Antibodies to infliximab (ATIs) have been associated with loss of clinical response and lower serum infliximab (IFX) levels in some studies of patients with inflammatory bowel disease (IBD). This has important implications for patient management and development of novel biologic therapies. The objective of this study was to perform a systematic review and meta-analysis of studies that reported clinical outcomes and IFX levels according to patients’ ATI status.

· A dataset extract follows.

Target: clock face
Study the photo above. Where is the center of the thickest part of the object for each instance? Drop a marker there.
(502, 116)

MEDLINE, Web of Science, CINAHL, Scopus, and EMBASE were searched for eligible studies. Quality assessment was undertaken using GRADE (Grading of Recommendations Assessment, Development and Evaluation) criteria. Raw data from studies meeting inclusion criteria was pooled for meta-analysis of effect estimates. Sensitivity analysis was performed for all outcomes. Funnel plot was performed to assess for publication bias.

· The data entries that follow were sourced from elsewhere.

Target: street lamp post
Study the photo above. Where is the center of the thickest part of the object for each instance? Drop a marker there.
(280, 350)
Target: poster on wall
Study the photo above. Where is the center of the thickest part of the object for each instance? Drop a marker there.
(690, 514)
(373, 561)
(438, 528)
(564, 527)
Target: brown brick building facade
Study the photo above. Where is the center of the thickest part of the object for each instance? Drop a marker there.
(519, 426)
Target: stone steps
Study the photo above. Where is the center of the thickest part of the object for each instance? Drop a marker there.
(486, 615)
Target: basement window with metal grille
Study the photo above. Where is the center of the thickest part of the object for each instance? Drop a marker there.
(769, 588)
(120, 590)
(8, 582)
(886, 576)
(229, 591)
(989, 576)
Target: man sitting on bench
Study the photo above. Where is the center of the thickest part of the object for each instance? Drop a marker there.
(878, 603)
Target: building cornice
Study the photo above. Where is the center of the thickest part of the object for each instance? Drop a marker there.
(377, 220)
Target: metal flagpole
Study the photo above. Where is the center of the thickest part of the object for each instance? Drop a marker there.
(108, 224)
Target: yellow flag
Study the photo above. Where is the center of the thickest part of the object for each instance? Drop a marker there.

Thirteen studies met the inclusion criteria, and reported results in 1,378 patients with IBD. All included studies had a high risk of bias in at least one quality domain. The pooled risk ratio (RR) of loss of clinical response to IFX in patients with IBD who had ATIs was 3.2 (95% confidence interval (CI): 2.0–4.9,P<0.0001), when compared with patients without ATIs. This effect estimate was predominantly based on data from patients (N=494) with Crohn's disease (RR: 3.2, 95% CI: 1.9–5.5,P<0.0001). Data only from patients with ulcerative colitis (n=86) exhibited a non-significant RR of loss of response of 2.2 (95% CI: 0.5–9.0,P=0.3) in those with ATIs. Heterogeneity existed between studies, in both methods of ATI detection, and clinical outcomes reported. Three studies (n=243) reported trough serum IFX levels according to ATI status; the standardized mean difference in trough serum IFX levels between groups was −0.8 (95% CI −1.2, −0.4,P<0.0001). A funnel plot suggested the presence of publication bias.
The presence of ATIs is associated with a significantly higher risk of loss of clinical response to IFX and lower serum IFX levels in patients with IBD. Published studies on this topic lack uniform reporting of outcomes. High risk of bias was present in all the included studies.